Why Twitter could be the next form of Ministry (originally posted on @bigbible)

This post was originally posted on Big Bible, and you can view it here.

Twitter is an amazingly versatile tool; the ways in which it can be used is limited only by human imagination. One of my favourite, and one of the earliest, examples of Twitter innovation is a bakery in London which used Twitter to tell potential customers when fresh goods were ready:


The system, named Baker Tweet, uses a control panel next to the oven. As bakers remove hot food, they turn a dial to select the product and press a switch. A twitter update – or “tweet” -is sent.

Londoners can follow what is happening via the Twitter name albionsoven, and more than 300 people have signed up already. “We’ve been amazed by the response. It has made a big difference to sales,” said Mr Prescott. “We generally update once a day as we don’t want to overwhelm people, but we’re now thinking of offering updates at unusual times – for instance, as we’re in Shoreditch, offering fresh bread later at night – or running special offers.”

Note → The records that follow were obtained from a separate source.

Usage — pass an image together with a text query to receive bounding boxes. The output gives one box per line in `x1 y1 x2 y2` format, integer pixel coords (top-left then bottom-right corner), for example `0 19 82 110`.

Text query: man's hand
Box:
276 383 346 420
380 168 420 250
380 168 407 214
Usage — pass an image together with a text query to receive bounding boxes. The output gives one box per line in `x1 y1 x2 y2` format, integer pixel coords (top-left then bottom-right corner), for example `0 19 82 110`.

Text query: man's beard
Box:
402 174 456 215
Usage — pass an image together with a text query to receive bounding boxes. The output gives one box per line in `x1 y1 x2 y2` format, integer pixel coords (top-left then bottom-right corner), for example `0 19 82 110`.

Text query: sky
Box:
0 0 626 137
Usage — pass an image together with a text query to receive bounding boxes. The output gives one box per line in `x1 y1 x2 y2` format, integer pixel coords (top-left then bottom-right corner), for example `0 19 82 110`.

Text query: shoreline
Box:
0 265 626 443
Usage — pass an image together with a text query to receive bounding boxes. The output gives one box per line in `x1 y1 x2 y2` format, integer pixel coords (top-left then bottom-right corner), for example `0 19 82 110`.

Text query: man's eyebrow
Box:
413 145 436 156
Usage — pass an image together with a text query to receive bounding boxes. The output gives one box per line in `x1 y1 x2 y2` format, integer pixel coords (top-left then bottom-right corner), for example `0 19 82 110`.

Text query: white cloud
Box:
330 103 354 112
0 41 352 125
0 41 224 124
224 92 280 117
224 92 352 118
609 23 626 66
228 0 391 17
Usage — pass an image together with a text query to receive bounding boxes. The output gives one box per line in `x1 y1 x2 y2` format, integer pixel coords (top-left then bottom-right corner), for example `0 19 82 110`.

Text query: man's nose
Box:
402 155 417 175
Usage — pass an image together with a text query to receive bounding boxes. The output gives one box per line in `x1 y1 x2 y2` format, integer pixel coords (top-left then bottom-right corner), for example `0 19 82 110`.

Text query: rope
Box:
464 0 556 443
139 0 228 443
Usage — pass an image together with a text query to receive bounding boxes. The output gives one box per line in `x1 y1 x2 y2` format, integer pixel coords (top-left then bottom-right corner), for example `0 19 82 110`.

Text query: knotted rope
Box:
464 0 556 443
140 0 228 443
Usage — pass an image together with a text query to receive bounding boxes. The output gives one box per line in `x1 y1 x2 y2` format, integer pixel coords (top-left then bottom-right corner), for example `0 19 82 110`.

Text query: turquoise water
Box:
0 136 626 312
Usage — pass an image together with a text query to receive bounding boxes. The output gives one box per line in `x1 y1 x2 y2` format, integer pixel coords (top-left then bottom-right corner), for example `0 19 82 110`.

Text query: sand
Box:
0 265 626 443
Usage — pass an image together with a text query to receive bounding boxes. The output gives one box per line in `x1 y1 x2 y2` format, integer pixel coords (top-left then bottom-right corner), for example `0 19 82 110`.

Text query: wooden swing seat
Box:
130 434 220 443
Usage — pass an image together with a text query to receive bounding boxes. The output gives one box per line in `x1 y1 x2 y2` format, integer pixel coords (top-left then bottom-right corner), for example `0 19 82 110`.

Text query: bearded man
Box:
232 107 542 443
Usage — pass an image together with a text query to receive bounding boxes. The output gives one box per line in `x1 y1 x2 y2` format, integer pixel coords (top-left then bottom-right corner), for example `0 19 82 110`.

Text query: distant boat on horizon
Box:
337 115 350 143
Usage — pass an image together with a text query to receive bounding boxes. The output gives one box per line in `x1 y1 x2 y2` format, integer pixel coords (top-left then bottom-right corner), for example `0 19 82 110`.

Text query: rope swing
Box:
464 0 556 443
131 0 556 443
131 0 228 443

The service was developed by Andrew Zolty at marketing firm Poke. He said: “Our office is opposite the bakery, and the idea started as an office joke – we thought it would be great to get food as soon as it comes out of the oven.”

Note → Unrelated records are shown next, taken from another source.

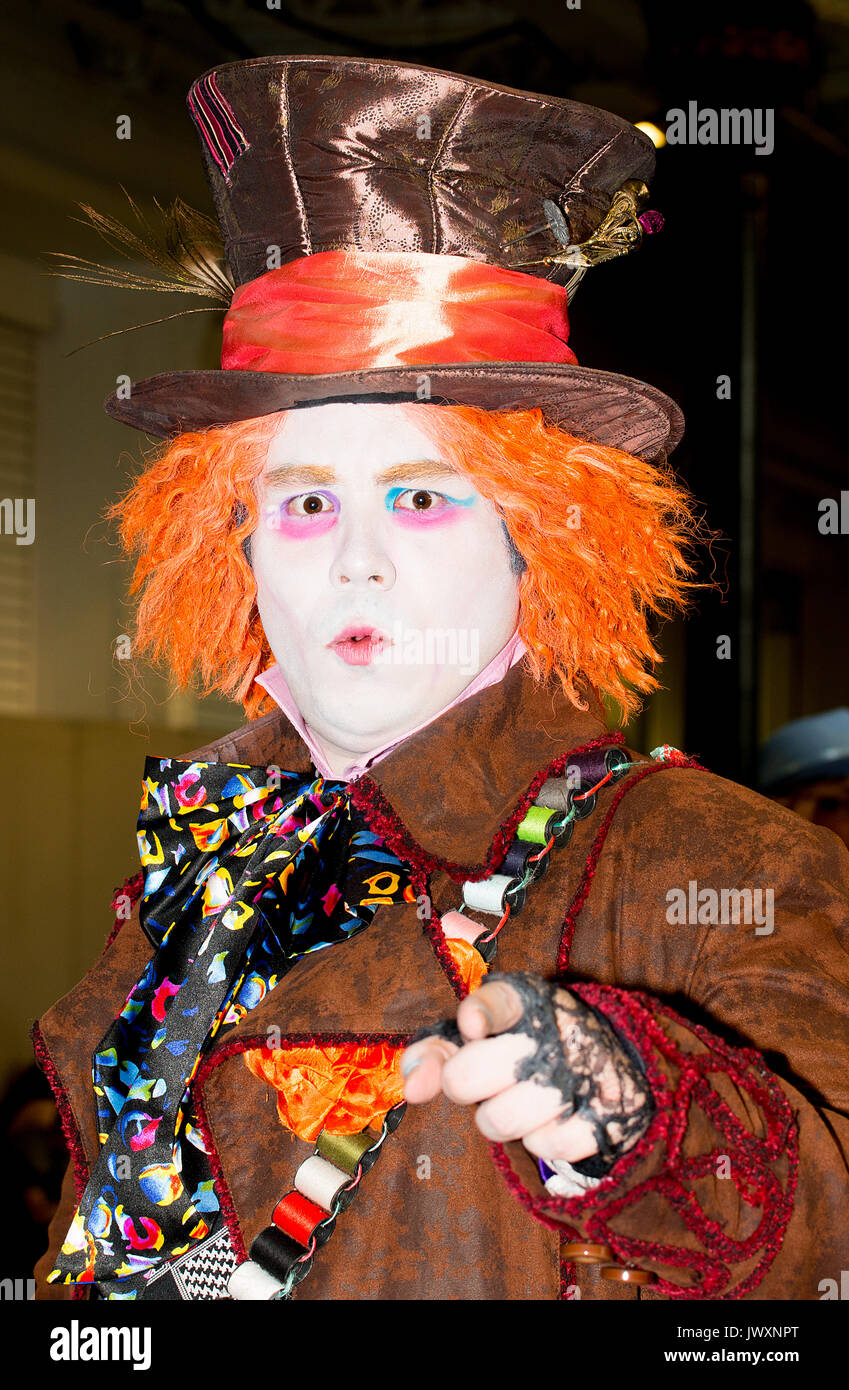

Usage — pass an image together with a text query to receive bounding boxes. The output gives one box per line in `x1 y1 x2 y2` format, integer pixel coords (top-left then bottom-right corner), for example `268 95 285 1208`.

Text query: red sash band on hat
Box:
221 247 578 375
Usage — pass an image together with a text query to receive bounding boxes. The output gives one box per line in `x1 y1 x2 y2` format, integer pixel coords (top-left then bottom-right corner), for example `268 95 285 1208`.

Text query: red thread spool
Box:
271 1193 329 1250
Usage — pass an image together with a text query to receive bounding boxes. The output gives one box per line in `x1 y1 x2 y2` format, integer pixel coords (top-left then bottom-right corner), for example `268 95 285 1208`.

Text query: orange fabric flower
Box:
243 937 486 1144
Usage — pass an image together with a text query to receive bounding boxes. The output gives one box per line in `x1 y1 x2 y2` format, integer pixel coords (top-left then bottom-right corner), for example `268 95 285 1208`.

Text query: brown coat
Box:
35 666 849 1300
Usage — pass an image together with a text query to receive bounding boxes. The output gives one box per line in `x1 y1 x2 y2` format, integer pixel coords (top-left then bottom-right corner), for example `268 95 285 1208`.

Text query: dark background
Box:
0 0 849 1089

You don’t have to look long and hard to find other interesting ways that Twitter has been used; as a cat flap monitor, to report when a baby kicks and as a crowd-sourced weather map! Those last three examples could arguably dismissed as being gimmicky/pointless, but what they do have in common is that they require creative thinking. After all, Twitter is just a tool; without our imagination then its potential cannot be realised!

On November 9th 2011, it was my passion for Twitter and social media that led me to found the first Twitter Remembrance Service. My initial thought was ‘why hasn’t this (or something similar) been done before?’ It seemed like such a simple, obvious idea to me. Yet the more I thought about it, the more developed the idea became. So our hymns were sourced from YouTube, sermons and prayers were divided into 140 character chunks, a 2 minute silence would be observed, and the names of loved ones were provided, on the fly, by our followers. Another unique element of the service was that that it was planned by people from around the UK, using nothing more than a closed Facebook group, a few emails and the occasional phone call. And the result, if I may say so myself, was astounding. On Friday morning, before the start of the service, we had over 1300 followers, which grew during the service. In total, we reached approximately 4000 people. The stream of people naming loved ones was so great that at its peak we were Reposting/Retweeting about one tweet per second! As you can probably imagine, the whole thing was very emotionally moving.

This was quite possibly the first time that Twitter had been used like this, with a significant amount of people focusing all their attention on one account in such a short space of time. Furthermore, by bringing a traditional service of Remembrance to a new audience, using a digital medium, we changed the experience of worship completely. Yet once we’d worked out the finer details, it seemed like the most natural thing in the world.

The reason I’m telling you all this is because I think that more churches, organisations and individuals should be using Twitter, or other forms of social media, to expand their reach and to bring their gifts to a new audience. This could be as simple as providing a Twitter summary of the weekly sermon, or delivering an entire pre-planned service. And if you, or someone you know, has the skills to implement this, why not? I will close by giving you a few hints and starting points:

  • Think about what your church, your organisation or you can offer to the world. Is it the power of your message, the diversity of opinions represented by your community, or a fresh look on real-world problems? Whatever it is, decide how this could be communicated using social media.
  • Look at other ways that Christianity is represented on social media. Two good starting points are Natwivity and Online Carols, but also see what churches and organisations are doing on a daily basis.
  • ‘Branding’ is very important. Make it very clear to potential followers who you are and what you’re about.
  • Finally, if you think that your idea has potential, or you’ve found a gap that needs filling, go for it! You’ll be amazed what you can achieve!